Last time we looked at how and why you might want to write your application logs to Elasticsearch. But Elasticsearch is a great tool for many logging, monitoring and analytics cases. This blog post is an introduction to how Elasticsearch can help you analyze almost any data source, for example, your web server logs.

Logstash

Logstash is a general purpose ETL (Extract-Transform-Load) tool, consisting of many inputs, filters and outputs. It’s a part of so-called Elastic Stack. Logstash helps you to put your data from different sources into Elasticsearch.

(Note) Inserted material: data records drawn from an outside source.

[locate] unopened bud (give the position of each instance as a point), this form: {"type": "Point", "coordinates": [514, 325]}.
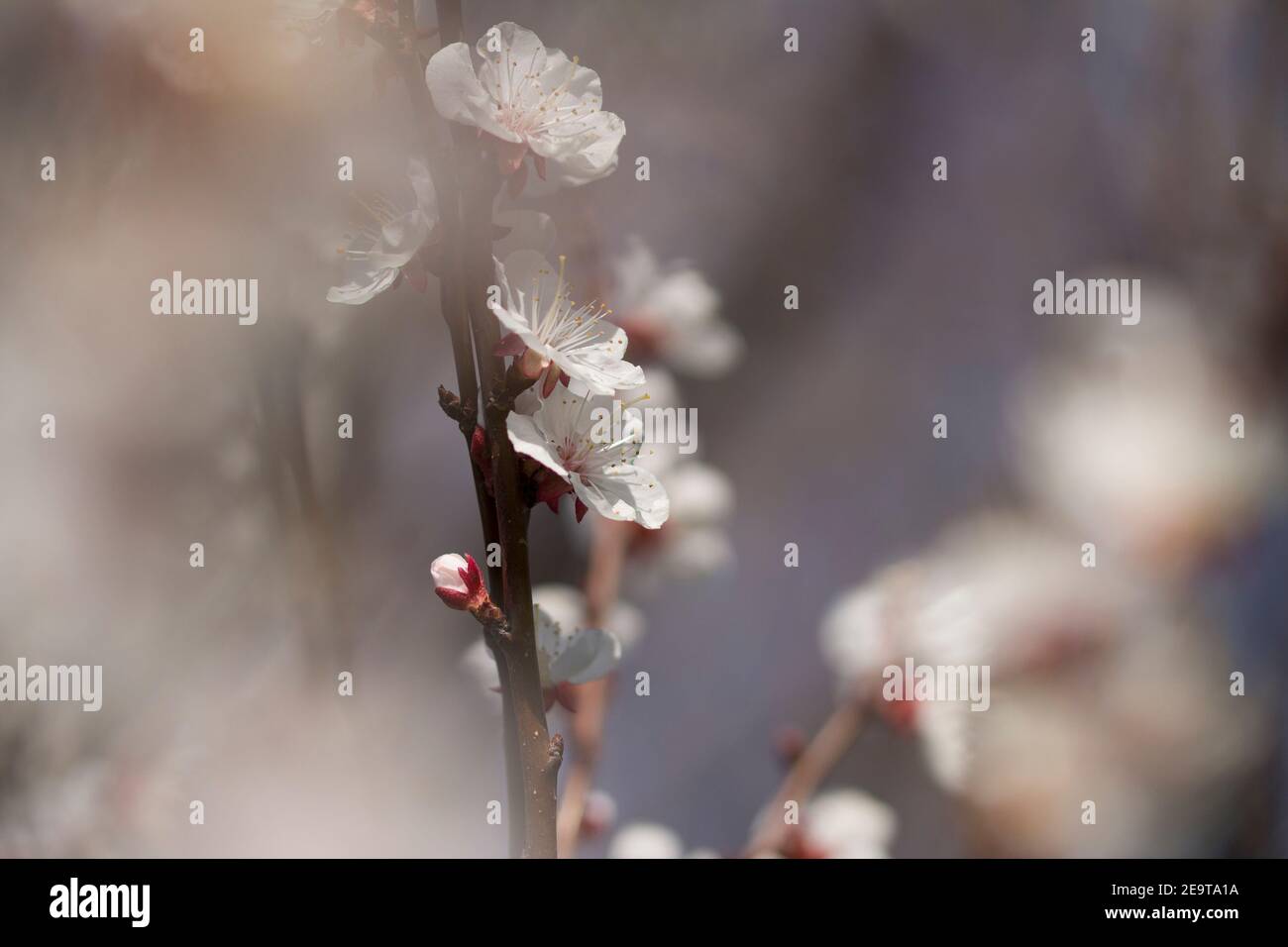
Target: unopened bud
{"type": "Point", "coordinates": [459, 582]}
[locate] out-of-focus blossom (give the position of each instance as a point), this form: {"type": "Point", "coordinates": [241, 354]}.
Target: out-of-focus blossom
{"type": "Point", "coordinates": [645, 840]}
{"type": "Point", "coordinates": [561, 436]}
{"type": "Point", "coordinates": [674, 313]}
{"type": "Point", "coordinates": [387, 245]}
{"type": "Point", "coordinates": [599, 814]}
{"type": "Point", "coordinates": [553, 335]}
{"type": "Point", "coordinates": [1014, 595]}
{"type": "Point", "coordinates": [846, 823]}
{"type": "Point", "coordinates": [1129, 440]}
{"type": "Point", "coordinates": [308, 18]}
{"type": "Point", "coordinates": [529, 99]}
{"type": "Point", "coordinates": [695, 543]}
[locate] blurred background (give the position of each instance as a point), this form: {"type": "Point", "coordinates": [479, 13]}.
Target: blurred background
{"type": "Point", "coordinates": [767, 169]}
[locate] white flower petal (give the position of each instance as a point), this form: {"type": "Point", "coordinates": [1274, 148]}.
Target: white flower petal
{"type": "Point", "coordinates": [626, 492]}
{"type": "Point", "coordinates": [458, 93]}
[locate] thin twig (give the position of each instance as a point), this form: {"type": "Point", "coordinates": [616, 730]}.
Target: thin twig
{"type": "Point", "coordinates": [807, 772]}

There’s a good chance you are running you application in IIS if you are a .NET developer. There are many tools to analyze IIS logs, but I haven’t seen anything as powerful as Elasticsearch. Analyzing your IIS logs with Elastic Stack might be especially interesting for you if you already use it for your other logs.

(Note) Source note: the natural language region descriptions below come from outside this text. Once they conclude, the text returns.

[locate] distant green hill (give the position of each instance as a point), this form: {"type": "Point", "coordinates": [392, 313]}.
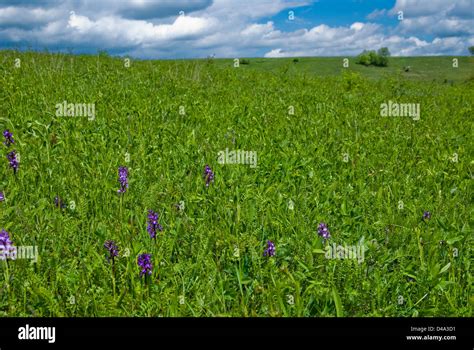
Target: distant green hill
{"type": "Point", "coordinates": [438, 68]}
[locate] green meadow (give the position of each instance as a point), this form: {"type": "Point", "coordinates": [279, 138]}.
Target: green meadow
{"type": "Point", "coordinates": [324, 154]}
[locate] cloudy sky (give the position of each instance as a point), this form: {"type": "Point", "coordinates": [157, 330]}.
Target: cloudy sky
{"type": "Point", "coordinates": [238, 28]}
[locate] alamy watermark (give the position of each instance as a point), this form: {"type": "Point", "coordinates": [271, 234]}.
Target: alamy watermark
{"type": "Point", "coordinates": [394, 109]}
{"type": "Point", "coordinates": [66, 109]}
{"type": "Point", "coordinates": [346, 251]}
{"type": "Point", "coordinates": [20, 252]}
{"type": "Point", "coordinates": [237, 157]}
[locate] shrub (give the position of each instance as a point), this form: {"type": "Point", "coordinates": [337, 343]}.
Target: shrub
{"type": "Point", "coordinates": [379, 59]}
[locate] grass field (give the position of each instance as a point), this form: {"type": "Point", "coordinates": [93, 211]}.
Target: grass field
{"type": "Point", "coordinates": [324, 155]}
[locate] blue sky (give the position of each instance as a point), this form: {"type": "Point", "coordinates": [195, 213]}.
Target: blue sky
{"type": "Point", "coordinates": [239, 28]}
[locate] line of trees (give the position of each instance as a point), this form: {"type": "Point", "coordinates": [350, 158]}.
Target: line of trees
{"type": "Point", "coordinates": [377, 58]}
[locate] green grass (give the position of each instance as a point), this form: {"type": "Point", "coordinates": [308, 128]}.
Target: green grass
{"type": "Point", "coordinates": [197, 271]}
{"type": "Point", "coordinates": [439, 69]}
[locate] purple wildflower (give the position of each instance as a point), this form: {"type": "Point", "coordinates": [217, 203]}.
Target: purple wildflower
{"type": "Point", "coordinates": [123, 179]}
{"type": "Point", "coordinates": [270, 251]}
{"type": "Point", "coordinates": [323, 230]}
{"type": "Point", "coordinates": [144, 262]}
{"type": "Point", "coordinates": [112, 248]}
{"type": "Point", "coordinates": [153, 224]}
{"type": "Point", "coordinates": [208, 175]}
{"type": "Point", "coordinates": [13, 160]}
{"type": "Point", "coordinates": [6, 246]}
{"type": "Point", "coordinates": [58, 202]}
{"type": "Point", "coordinates": [8, 138]}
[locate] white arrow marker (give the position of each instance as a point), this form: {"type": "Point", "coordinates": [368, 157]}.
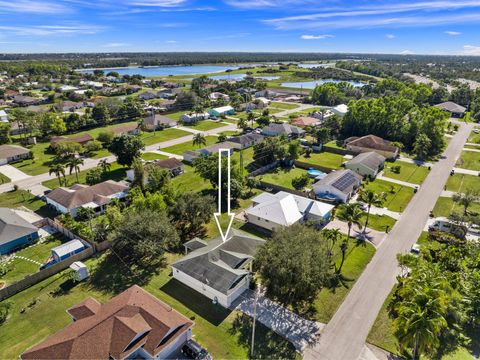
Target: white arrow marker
{"type": "Point", "coordinates": [219, 213]}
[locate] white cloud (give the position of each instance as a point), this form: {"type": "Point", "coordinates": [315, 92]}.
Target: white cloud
{"type": "Point", "coordinates": [31, 6]}
{"type": "Point", "coordinates": [453, 33]}
{"type": "Point", "coordinates": [116, 45]}
{"type": "Point", "coordinates": [471, 50]}
{"type": "Point", "coordinates": [316, 37]}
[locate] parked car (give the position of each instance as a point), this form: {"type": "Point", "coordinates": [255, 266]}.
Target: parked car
{"type": "Point", "coordinates": [194, 350]}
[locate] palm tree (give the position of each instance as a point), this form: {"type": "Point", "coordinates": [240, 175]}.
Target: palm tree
{"type": "Point", "coordinates": [73, 164]}
{"type": "Point", "coordinates": [104, 165]}
{"type": "Point", "coordinates": [370, 198]}
{"type": "Point", "coordinates": [199, 140]}
{"type": "Point", "coordinates": [58, 170]}
{"type": "Point", "coordinates": [351, 214]}
{"type": "Point", "coordinates": [466, 199]}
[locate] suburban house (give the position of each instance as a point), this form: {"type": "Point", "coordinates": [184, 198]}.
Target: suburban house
{"type": "Point", "coordinates": [12, 153]}
{"type": "Point", "coordinates": [275, 129]}
{"type": "Point", "coordinates": [127, 129]}
{"type": "Point", "coordinates": [222, 111]}
{"type": "Point", "coordinates": [151, 123]}
{"type": "Point", "coordinates": [370, 143]}
{"type": "Point", "coordinates": [338, 185]}
{"type": "Point", "coordinates": [340, 110]}
{"type": "Point", "coordinates": [81, 139]}
{"type": "Point", "coordinates": [245, 141]}
{"type": "Point", "coordinates": [189, 156]}
{"type": "Point", "coordinates": [174, 166]}
{"type": "Point", "coordinates": [271, 212]}
{"type": "Point", "coordinates": [304, 121]}
{"type": "Point", "coordinates": [194, 117]}
{"type": "Point", "coordinates": [367, 164]}
{"type": "Point", "coordinates": [454, 109]}
{"type": "Point", "coordinates": [131, 325]}
{"type": "Point", "coordinates": [220, 270]}
{"type": "Point", "coordinates": [15, 231]}
{"type": "Point", "coordinates": [96, 197]}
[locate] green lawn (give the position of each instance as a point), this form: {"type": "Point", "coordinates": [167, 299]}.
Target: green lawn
{"type": "Point", "coordinates": [16, 199]}
{"type": "Point", "coordinates": [445, 206]}
{"type": "Point", "coordinates": [206, 125]}
{"type": "Point", "coordinates": [326, 159]}
{"type": "Point", "coordinates": [328, 300]}
{"type": "Point", "coordinates": [397, 196]}
{"type": "Point", "coordinates": [283, 177]}
{"type": "Point", "coordinates": [150, 138]}
{"type": "Point", "coordinates": [408, 172]}
{"type": "Point", "coordinates": [469, 160]}
{"type": "Point", "coordinates": [181, 148]}
{"type": "Point", "coordinates": [462, 182]}
{"type": "Point", "coordinates": [117, 173]}
{"type": "Point", "coordinates": [18, 268]}
{"type": "Point", "coordinates": [153, 156]}
{"type": "Point", "coordinates": [225, 334]}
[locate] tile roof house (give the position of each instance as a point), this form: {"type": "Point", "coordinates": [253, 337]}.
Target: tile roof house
{"type": "Point", "coordinates": [367, 164]}
{"type": "Point", "coordinates": [11, 153]}
{"type": "Point", "coordinates": [338, 185]}
{"type": "Point", "coordinates": [283, 209]}
{"type": "Point", "coordinates": [372, 143]}
{"type": "Point", "coordinates": [220, 270]}
{"type": "Point", "coordinates": [69, 200]}
{"type": "Point", "coordinates": [133, 325]}
{"type": "Point", "coordinates": [15, 231]}
{"type": "Point", "coordinates": [454, 109]}
{"type": "Point", "coordinates": [275, 129]}
{"type": "Point", "coordinates": [303, 121]}
{"type": "Point", "coordinates": [245, 141]}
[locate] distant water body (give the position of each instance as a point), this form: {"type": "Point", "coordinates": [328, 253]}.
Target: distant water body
{"type": "Point", "coordinates": [167, 70]}
{"type": "Point", "coordinates": [313, 84]}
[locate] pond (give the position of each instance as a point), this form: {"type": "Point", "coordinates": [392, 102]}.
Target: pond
{"type": "Point", "coordinates": [167, 70]}
{"type": "Point", "coordinates": [313, 84]}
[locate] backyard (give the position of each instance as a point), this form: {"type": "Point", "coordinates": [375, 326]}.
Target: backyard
{"type": "Point", "coordinates": [40, 311]}
{"type": "Point", "coordinates": [397, 196]}
{"type": "Point", "coordinates": [410, 173]}
{"type": "Point", "coordinates": [469, 160]}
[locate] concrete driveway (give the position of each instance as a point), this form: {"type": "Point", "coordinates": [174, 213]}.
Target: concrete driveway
{"type": "Point", "coordinates": [13, 173]}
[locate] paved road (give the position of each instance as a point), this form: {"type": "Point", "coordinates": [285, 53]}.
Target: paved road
{"type": "Point", "coordinates": [34, 181]}
{"type": "Point", "coordinates": [344, 336]}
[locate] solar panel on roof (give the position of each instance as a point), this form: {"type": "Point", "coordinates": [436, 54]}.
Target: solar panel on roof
{"type": "Point", "coordinates": [344, 181]}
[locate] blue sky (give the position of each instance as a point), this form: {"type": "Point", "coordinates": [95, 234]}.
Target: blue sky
{"type": "Point", "coordinates": [374, 26]}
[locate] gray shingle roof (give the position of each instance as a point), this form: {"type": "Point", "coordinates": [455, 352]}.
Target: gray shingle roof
{"type": "Point", "coordinates": [13, 226]}
{"type": "Point", "coordinates": [217, 265]}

I don’t want to repeat the general guidelines from many existing articles on how to use Logstash. The most important part there is Logstash config file. The most important part in the config file is the filter step. Here’s my filter config:

## Ignore the comments that IIS will add to the start of the W3C logs
if [message] =~ "^#" {
  drop {}
}

grok {
  match => ["message", "%{TIMESTAMP_ISO8601:log_timestamp} %{NOTSPACE:s-site} %{WORD:cs-method} %{URIPATH:cs-uri-stem} %{NOTSPACE:cs-uri-query} %{NUMBER:s-port} %{NOTSPACE:cs-username} %{IPORHOST:c-ip} %{NOTSPACE:cs(User-Agent)} %{NOTSPACE:cs(Referer)} %{NUMBER:sc-status:int} %{NUMBER:sc-substatus:int} %{NUMBER:sc-win32-status:int} %{NUMBER:time-taken:int}"]
}

#Set the Event Timesteamp from the log
date {
  match => [ "log_timestamp", "YYYY-MM-dd HH:mm:ss" ]
  timezone => "Etc/UTC"
} 

geoip {
  source => "c-ip"
  target => "geoip"
  add_tag => [ "iis-geoip" ]
}
 
 
useragent {
  source=> "useragent"
  prefix=> "browser"
}
 
mutate {
 remove_field => [ "log_timestamp"]
}

It should match your IIS log fields configuration. Mine worked great for the default IIS log fields configuration on Windows Server 2012. Use Grok Debugger to troubleshoot it.

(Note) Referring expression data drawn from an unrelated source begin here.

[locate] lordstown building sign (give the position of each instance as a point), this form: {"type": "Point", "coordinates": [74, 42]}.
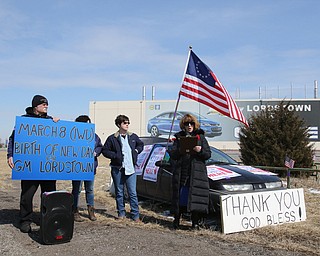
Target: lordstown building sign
{"type": "Point", "coordinates": [148, 116]}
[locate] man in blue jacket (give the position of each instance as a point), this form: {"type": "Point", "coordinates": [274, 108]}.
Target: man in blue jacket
{"type": "Point", "coordinates": [122, 148]}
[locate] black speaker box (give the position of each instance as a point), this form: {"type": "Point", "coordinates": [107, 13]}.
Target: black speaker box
{"type": "Point", "coordinates": [56, 221]}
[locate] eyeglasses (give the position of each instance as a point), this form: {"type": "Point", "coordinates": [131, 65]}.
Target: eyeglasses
{"type": "Point", "coordinates": [188, 123]}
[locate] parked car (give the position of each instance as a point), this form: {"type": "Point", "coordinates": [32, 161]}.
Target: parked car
{"type": "Point", "coordinates": [241, 179]}
{"type": "Point", "coordinates": [160, 124]}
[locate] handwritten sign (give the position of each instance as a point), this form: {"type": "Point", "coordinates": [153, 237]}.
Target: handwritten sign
{"type": "Point", "coordinates": [254, 170]}
{"type": "Point", "coordinates": [151, 170]}
{"type": "Point", "coordinates": [219, 173]}
{"type": "Point", "coordinates": [45, 150]}
{"type": "Point", "coordinates": [142, 158]}
{"type": "Point", "coordinates": [241, 212]}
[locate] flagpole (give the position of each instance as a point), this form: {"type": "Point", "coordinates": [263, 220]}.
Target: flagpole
{"type": "Point", "coordinates": [178, 100]}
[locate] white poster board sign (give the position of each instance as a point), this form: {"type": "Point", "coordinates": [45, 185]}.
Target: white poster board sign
{"type": "Point", "coordinates": [242, 212]}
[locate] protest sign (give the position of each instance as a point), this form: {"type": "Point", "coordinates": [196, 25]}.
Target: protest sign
{"type": "Point", "coordinates": [246, 211]}
{"type": "Point", "coordinates": [48, 150]}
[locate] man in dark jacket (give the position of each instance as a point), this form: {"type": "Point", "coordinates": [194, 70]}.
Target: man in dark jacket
{"type": "Point", "coordinates": [122, 148]}
{"type": "Point", "coordinates": [190, 185]}
{"type": "Point", "coordinates": [38, 109]}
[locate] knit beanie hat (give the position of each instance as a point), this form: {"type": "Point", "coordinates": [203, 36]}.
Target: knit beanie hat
{"type": "Point", "coordinates": [38, 100]}
{"type": "Point", "coordinates": [83, 119]}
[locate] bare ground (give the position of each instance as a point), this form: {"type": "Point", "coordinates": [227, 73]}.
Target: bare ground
{"type": "Point", "coordinates": [153, 236]}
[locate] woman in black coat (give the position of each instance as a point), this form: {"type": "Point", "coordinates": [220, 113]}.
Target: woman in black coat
{"type": "Point", "coordinates": [190, 183]}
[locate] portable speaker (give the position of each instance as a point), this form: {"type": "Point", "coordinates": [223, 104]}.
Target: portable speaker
{"type": "Point", "coordinates": [56, 222]}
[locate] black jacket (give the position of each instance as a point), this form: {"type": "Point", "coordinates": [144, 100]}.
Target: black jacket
{"type": "Point", "coordinates": [112, 148]}
{"type": "Point", "coordinates": [29, 113]}
{"type": "Point", "coordinates": [191, 170]}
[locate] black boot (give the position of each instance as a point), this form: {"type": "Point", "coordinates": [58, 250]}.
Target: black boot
{"type": "Point", "coordinates": [195, 221]}
{"type": "Point", "coordinates": [176, 221]}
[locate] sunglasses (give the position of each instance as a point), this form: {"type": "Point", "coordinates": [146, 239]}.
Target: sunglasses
{"type": "Point", "coordinates": [188, 123]}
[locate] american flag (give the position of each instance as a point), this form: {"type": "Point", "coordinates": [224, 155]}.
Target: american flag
{"type": "Point", "coordinates": [288, 162]}
{"type": "Point", "coordinates": [201, 84]}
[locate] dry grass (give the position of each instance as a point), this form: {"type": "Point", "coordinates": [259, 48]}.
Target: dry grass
{"type": "Point", "coordinates": [303, 237]}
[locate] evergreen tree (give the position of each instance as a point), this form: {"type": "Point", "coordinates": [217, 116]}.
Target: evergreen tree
{"type": "Point", "coordinates": [273, 134]}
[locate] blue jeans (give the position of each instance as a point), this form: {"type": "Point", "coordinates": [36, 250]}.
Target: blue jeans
{"type": "Point", "coordinates": [76, 190]}
{"type": "Point", "coordinates": [119, 180]}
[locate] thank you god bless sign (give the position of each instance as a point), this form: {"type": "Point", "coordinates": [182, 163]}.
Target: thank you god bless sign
{"type": "Point", "coordinates": [48, 150]}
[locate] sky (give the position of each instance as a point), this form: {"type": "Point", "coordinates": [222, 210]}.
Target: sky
{"type": "Point", "coordinates": [77, 51]}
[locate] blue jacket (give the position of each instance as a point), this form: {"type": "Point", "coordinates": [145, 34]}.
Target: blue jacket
{"type": "Point", "coordinates": [112, 148]}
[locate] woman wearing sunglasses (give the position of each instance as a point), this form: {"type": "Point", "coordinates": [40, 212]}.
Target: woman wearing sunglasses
{"type": "Point", "coordinates": [190, 180]}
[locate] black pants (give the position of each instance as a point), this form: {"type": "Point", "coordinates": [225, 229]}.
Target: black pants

A killer feature of Kibana for me was the ability to visualize the geography of requests to the server:

Notes:

  1. Elasticsearch and Logstash are quite resource-consuming. That’s why it’s better to install them on a separate server and to use Filebeat to ship logs from your web server machine(s).

  2. Another interesting trick for real-time log analysis in high-load systems is to use ETW. In IIS Manager Logging section change Log Event Destination to ETW. This will create ETW events that can be captured by some windows service and written directly to ElasticSearch. This solution is a bit more complicated, but it allows to avoid writing logs to disk and their subsequent parsing.

  3. When I tried to visualize my IIS logs in Kibana I got the following error: "Trying to query 1355 shards, which is over the limit of 1000. This limit exists because querying many shards at the same time can make the job of the coordinating node very CPU and/or memory intensive". By default Logstash creates one Elasticsearch index for each day (IIS log file) and 5 shards per index. I resolved the issue by decreasing the number of shards per index. This is configured in index template.